Though several notable films were made during the liberation period (1945–1950), cinema became a mature industry only after the Korean War (1950–1953) had ended. Known as the "Golden Age," cinema was easily the most popular entertainment form during the two decades that followed the Korean War. It had posed some serious competition for Hollywood, not only locally but also in other parts of Asia, including Hong Kong. Throughout the 1960s and the early 1970s, Ch'ungmuro, a district in Seoul, was home to one of the most profitable and active industries in the world, producing at its peak (1968–1971) over two hundred films a year. Nearly half of the 170 million tickets (the entire population was just over 30 million) in 1972, for instance, were sold for the screening of local films.

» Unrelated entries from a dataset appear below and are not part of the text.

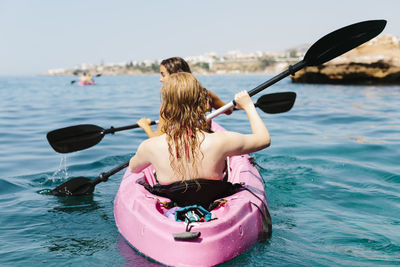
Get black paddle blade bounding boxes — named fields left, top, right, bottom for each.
left=70, top=80, right=77, bottom=84
left=47, top=124, right=105, bottom=153
left=255, top=92, right=296, bottom=114
left=49, top=177, right=95, bottom=196
left=305, top=20, right=386, bottom=66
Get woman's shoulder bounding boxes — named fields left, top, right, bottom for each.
left=205, top=131, right=240, bottom=143
left=147, top=134, right=168, bottom=149
left=136, top=135, right=167, bottom=159
left=139, top=134, right=164, bottom=147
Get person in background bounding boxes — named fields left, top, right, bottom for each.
left=79, top=72, right=94, bottom=83
left=129, top=72, right=270, bottom=185
left=137, top=57, right=232, bottom=138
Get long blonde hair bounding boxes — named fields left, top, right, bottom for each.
left=160, top=73, right=210, bottom=182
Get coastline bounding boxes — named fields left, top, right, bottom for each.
left=45, top=48, right=306, bottom=77
left=45, top=34, right=400, bottom=84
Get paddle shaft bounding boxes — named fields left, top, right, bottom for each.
left=249, top=61, right=306, bottom=97
left=207, top=62, right=306, bottom=120
left=93, top=161, right=129, bottom=185
left=103, top=120, right=158, bottom=134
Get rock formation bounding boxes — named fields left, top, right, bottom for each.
left=291, top=35, right=400, bottom=84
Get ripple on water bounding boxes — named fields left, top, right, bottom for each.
left=0, top=178, right=25, bottom=195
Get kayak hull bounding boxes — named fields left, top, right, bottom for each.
left=78, top=80, right=96, bottom=86
left=114, top=121, right=269, bottom=266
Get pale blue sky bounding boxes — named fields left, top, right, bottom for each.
left=0, top=0, right=398, bottom=75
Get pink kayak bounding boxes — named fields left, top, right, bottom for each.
left=114, top=121, right=271, bottom=266
left=78, top=80, right=96, bottom=86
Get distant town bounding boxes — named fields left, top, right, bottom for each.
left=46, top=45, right=309, bottom=76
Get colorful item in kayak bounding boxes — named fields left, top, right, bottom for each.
left=174, top=205, right=213, bottom=223
left=114, top=121, right=271, bottom=266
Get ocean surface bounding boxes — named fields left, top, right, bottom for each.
left=0, top=75, right=399, bottom=266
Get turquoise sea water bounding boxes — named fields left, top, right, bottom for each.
left=0, top=75, right=399, bottom=266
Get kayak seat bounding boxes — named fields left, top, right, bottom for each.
left=138, top=179, right=243, bottom=210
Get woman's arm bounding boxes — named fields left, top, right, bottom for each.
left=220, top=90, right=270, bottom=156
left=137, top=116, right=164, bottom=138
left=137, top=118, right=156, bottom=137
left=129, top=140, right=152, bottom=173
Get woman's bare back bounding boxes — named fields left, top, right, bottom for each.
left=142, top=132, right=230, bottom=185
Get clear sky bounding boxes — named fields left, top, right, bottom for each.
left=0, top=0, right=399, bottom=76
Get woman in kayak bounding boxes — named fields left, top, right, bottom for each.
left=129, top=72, right=270, bottom=185
left=137, top=57, right=232, bottom=138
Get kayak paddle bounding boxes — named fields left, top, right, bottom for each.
left=47, top=92, right=296, bottom=154
left=49, top=91, right=297, bottom=196
left=71, top=73, right=102, bottom=84
left=207, top=19, right=386, bottom=118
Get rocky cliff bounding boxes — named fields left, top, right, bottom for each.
left=291, top=35, right=400, bottom=84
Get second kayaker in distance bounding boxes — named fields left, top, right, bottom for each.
left=78, top=72, right=95, bottom=85
left=137, top=57, right=232, bottom=138
left=129, top=72, right=270, bottom=185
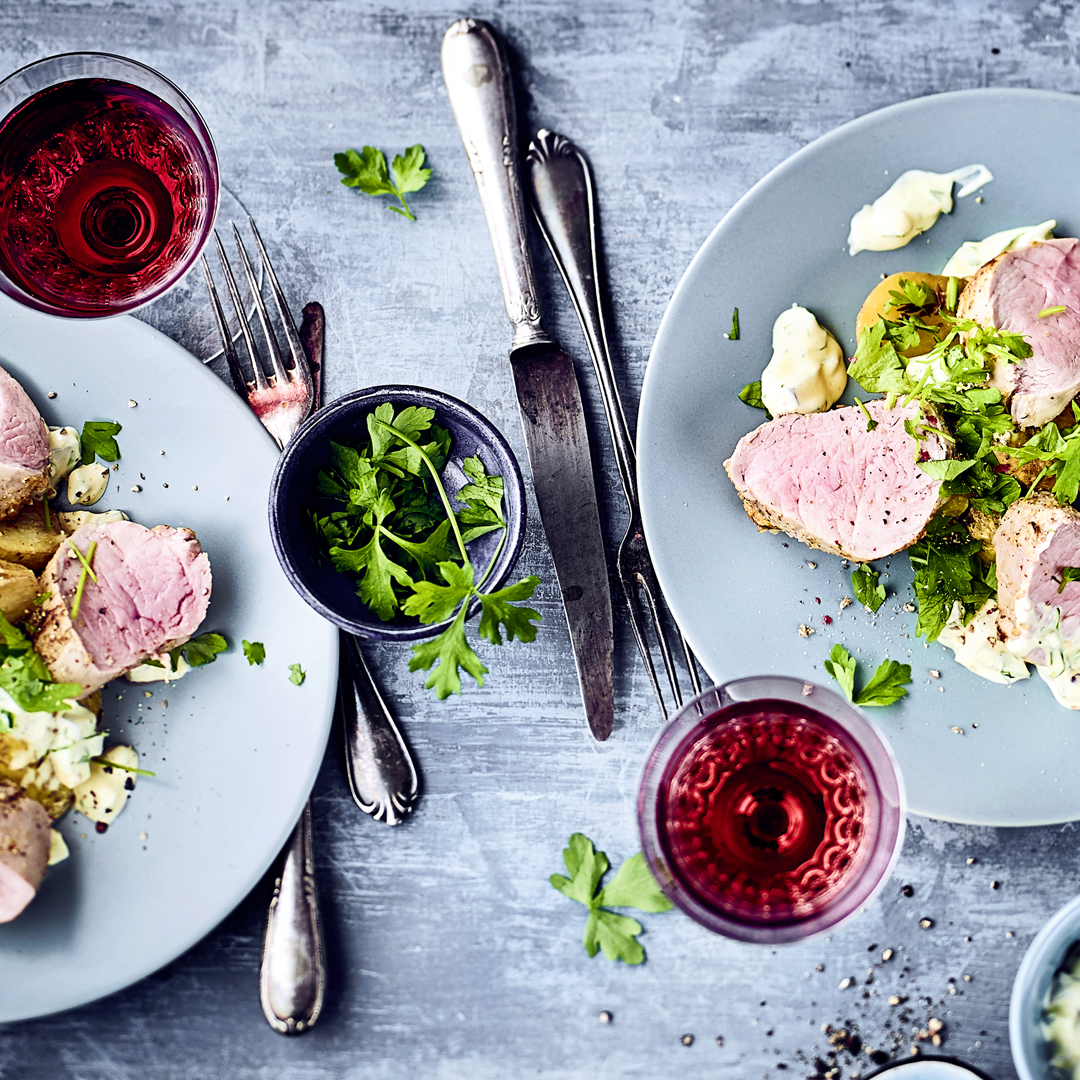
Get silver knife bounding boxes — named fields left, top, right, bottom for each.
left=441, top=18, right=614, bottom=741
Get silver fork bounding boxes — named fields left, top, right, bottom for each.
left=525, top=132, right=703, bottom=720
left=202, top=220, right=420, bottom=1033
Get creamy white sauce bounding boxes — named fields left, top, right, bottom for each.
left=1036, top=664, right=1080, bottom=710
left=46, top=426, right=80, bottom=496
left=937, top=599, right=1030, bottom=684
left=941, top=220, right=1057, bottom=277
left=1044, top=952, right=1080, bottom=1079
left=48, top=829, right=69, bottom=866
left=1004, top=594, right=1080, bottom=707
left=57, top=509, right=128, bottom=535
left=73, top=745, right=138, bottom=825
left=67, top=463, right=110, bottom=506
left=847, top=164, right=994, bottom=255
left=125, top=652, right=190, bottom=684
left=0, top=693, right=100, bottom=790
left=759, top=305, right=846, bottom=416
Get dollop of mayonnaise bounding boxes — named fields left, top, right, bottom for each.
left=67, top=463, right=110, bottom=506
left=1044, top=952, right=1080, bottom=1080
left=73, top=745, right=139, bottom=825
left=48, top=829, right=69, bottom=866
left=46, top=426, right=81, bottom=495
left=125, top=651, right=191, bottom=684
left=760, top=305, right=846, bottom=417
left=847, top=164, right=994, bottom=255
left=1005, top=594, right=1080, bottom=708
left=2, top=694, right=101, bottom=790
left=941, top=220, right=1057, bottom=278
left=937, top=599, right=1030, bottom=684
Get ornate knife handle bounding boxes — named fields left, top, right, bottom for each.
left=339, top=631, right=419, bottom=826
left=442, top=19, right=552, bottom=352
left=260, top=801, right=324, bottom=1034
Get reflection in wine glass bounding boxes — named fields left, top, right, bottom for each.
left=0, top=52, right=218, bottom=318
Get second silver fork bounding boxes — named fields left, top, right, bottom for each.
left=526, top=132, right=703, bottom=720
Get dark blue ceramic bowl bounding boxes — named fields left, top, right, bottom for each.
left=269, top=385, right=526, bottom=642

Among the films that still receive critical attention, most of them were produced around 1960. The creative vacuum that the intellectual community had suffered during the Korean War—through deaths, psychic injuries, and mass defections to the North—had begun to change by the late 1950s and the early 1960s. The trauma of war—along with a rapid pace of modernization, changing roles of gender, and postwar recovery—was a source of dramatic inspiration for many young filmmakers. The films that best represent this unique era, Hanyŏ ( The Housemaid , Kim Ki-young, 1960), Sarangbang sonnim kwa ŏmŏni ( The Houseguest and My Mother , Shin Sang-ok, 1961), Obalt'an ( The Stray Bullet , Yu Hyun-mok, 1961), and Mabu ( The Coachman , Kang Tae-jin, 1961) were all released within a two-year period.

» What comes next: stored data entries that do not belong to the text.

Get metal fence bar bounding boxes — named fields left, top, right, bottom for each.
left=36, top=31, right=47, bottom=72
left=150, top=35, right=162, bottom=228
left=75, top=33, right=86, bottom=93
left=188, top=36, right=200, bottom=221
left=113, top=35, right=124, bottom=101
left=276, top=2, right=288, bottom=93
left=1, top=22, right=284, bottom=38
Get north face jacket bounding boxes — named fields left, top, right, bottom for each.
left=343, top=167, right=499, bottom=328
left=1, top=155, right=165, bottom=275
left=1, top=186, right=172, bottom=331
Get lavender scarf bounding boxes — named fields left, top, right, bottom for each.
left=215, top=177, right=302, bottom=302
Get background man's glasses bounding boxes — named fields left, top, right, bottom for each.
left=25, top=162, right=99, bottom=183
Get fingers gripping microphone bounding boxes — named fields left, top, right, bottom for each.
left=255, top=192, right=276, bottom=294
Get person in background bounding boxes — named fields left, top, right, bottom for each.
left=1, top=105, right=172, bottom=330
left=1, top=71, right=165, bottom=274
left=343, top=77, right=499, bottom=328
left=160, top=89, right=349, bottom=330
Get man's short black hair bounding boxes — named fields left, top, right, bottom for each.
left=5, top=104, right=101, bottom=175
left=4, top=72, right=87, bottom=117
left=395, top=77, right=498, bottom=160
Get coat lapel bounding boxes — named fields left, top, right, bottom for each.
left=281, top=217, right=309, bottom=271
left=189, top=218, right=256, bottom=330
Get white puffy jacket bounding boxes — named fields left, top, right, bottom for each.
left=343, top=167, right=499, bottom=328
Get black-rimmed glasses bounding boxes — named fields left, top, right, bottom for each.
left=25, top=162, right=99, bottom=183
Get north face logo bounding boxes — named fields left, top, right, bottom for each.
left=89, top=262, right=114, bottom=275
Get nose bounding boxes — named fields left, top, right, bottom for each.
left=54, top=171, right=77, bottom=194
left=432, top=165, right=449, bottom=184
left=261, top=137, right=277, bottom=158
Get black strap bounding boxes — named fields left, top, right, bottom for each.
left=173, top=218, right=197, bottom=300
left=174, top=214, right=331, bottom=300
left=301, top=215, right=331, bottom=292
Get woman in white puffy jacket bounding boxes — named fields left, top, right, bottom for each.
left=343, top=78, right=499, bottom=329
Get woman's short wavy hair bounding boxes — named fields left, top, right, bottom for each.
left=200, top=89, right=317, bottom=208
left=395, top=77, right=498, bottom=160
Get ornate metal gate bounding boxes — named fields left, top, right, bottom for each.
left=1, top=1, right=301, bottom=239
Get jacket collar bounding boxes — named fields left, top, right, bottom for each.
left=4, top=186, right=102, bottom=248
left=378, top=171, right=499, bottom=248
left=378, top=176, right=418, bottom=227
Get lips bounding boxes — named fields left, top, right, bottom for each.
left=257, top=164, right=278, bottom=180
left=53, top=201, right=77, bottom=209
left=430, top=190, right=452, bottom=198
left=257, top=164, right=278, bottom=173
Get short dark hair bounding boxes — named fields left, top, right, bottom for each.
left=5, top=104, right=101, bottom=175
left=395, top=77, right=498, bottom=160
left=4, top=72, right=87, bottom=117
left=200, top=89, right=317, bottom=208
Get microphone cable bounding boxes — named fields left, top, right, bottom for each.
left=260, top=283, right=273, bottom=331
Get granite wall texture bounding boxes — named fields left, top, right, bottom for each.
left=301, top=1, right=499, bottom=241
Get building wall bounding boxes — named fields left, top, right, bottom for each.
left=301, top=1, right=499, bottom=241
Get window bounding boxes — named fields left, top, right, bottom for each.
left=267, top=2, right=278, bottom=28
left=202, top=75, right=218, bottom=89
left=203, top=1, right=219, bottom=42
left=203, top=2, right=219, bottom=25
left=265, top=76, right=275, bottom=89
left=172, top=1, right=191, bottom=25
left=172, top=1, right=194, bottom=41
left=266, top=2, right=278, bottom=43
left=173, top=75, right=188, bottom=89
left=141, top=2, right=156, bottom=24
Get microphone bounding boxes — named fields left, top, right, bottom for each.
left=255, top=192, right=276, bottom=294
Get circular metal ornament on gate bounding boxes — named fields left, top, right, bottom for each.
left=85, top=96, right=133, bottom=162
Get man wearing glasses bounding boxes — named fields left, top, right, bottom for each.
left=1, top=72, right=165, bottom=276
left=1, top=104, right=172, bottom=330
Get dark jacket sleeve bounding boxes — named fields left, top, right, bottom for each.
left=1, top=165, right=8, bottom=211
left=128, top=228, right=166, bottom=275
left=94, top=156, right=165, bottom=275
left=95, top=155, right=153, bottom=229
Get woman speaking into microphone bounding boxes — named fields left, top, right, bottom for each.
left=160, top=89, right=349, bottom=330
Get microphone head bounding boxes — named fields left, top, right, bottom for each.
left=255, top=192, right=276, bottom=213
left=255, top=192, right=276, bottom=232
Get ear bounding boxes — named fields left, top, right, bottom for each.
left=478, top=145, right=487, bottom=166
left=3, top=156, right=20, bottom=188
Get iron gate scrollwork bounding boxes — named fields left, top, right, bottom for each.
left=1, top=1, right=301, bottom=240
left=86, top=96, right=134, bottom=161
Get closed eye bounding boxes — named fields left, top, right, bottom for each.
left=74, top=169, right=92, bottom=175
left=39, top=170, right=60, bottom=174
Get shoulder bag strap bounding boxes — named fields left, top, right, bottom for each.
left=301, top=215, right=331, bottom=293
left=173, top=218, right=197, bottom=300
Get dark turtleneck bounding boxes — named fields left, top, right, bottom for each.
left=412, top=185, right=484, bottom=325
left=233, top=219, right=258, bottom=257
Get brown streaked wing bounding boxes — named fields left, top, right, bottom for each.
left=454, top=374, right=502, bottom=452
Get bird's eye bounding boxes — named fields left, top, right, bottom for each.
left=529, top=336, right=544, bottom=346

Though every genre of films imaginable—horror, comedy, action thrillers, martial arts, and even musicals—were made and viewed during this period, it was melodrama that was by far the most powerful and successful genre. Caught between the modern ideals of freedom and the traditional mores of chastity and virtuous motherhood, women were often the protagonists whose personal dilemmas punctuated the film's central theme. In Shin Sang-ok's (1926–2006) The Houseguest and My Mother , for example, a widow still clothed in traditional hanbok has a love affair with a schoolteacher who is a boarder at her house. The film's narrative naturalizes the modern-day desire that drives the mother and the house-guest together, challenging the orthodox moral codes that require widows to remain in mourning their entire lives.